Note [original edition] : They attributed
companions unto him, &c.] For the explaining of this whole passage, the commentators tell the
following story.
They say, that when
Eve was big with her first child, the devil came to
her and asked her whether she knew what she carried within her, and which way
she should be delivered of it, suggesting that possibly it might be a beast.
She, being unable to give an answer to this question, went in a fright to
Adam, and acquainted him with the matter, who, not knowing what to think of
it, grew sad and pensive. Whereupon the devil appeared to her again (or, as
others say, to
Adam), and pretended that he by his prayers would obtain of
God
that she might be safely delivered of a son in
Adam’s likeness, provided they
would promise to name him
Abda’lhareth, or the servant of
al Hareth (which was
the devil’s name among the angels), instead of
Abd’allah, or the servant of
God, as
Adam had designed.
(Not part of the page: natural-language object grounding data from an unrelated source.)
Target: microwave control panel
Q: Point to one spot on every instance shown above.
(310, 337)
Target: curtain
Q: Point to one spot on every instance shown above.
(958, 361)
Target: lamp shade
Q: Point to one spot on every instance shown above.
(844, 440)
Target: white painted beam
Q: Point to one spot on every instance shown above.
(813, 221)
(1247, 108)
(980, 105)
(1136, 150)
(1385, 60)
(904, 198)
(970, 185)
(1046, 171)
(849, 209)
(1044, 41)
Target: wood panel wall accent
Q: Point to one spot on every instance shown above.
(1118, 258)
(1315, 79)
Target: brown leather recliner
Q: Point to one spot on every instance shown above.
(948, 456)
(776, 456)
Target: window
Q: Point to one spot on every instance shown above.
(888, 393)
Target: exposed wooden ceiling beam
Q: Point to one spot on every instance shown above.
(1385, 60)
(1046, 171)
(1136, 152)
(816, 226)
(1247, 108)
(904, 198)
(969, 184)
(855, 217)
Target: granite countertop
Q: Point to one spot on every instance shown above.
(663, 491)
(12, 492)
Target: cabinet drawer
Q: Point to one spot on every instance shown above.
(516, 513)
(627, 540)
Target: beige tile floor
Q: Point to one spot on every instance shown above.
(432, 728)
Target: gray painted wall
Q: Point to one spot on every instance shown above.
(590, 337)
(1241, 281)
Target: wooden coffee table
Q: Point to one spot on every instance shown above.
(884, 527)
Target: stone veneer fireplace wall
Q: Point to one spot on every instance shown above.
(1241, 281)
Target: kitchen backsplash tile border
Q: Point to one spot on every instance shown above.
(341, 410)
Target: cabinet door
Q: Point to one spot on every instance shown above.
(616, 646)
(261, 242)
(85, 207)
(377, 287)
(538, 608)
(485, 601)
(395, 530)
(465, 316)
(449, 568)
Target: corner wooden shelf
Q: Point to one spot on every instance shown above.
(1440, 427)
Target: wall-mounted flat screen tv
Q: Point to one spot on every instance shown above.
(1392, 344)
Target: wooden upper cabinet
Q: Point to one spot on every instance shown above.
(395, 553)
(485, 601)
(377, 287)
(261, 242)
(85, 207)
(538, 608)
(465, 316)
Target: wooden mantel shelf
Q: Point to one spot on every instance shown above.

This proposal was agreed to, and accordingly, when
the child was born, they gave it that name, upon which it immediately died
3.
And with this
Adam and
Eve are here taxed, as an act of idolatry. The story
looks like a rabbinical fiction, and seems to have no other foundation than
Cain’s being called by
Moses Obed adâmah, that is,
a tiller of the ground,
which might be translated into
Arabic by
Abd’alhareth.
But
al Beidawi, thinking it unlikely that a prophet (as
Adam is, by the
Mohammedans, supposed to have been) should be guilty of such an action,
imagines the
Korân in this place means
Kosai, one of
Mohammed’s ancestors, and
his wife, who begged issue of
God, and having four sons granted them, called
their names
Abd Menâf,
Abd Shams,
Abd’al Uzza, and
Abd’al Dâr, after the names
of the four principal idols of the
Koreish. And the following words also he
supposes to relate to their idolatrous posterity.
-
3
Idem, Yahya. V. D’Herbelot. Bibl. Orient. p. 428, & Selden.
de jure nat. see. Hebr. lib. 5. c. 8.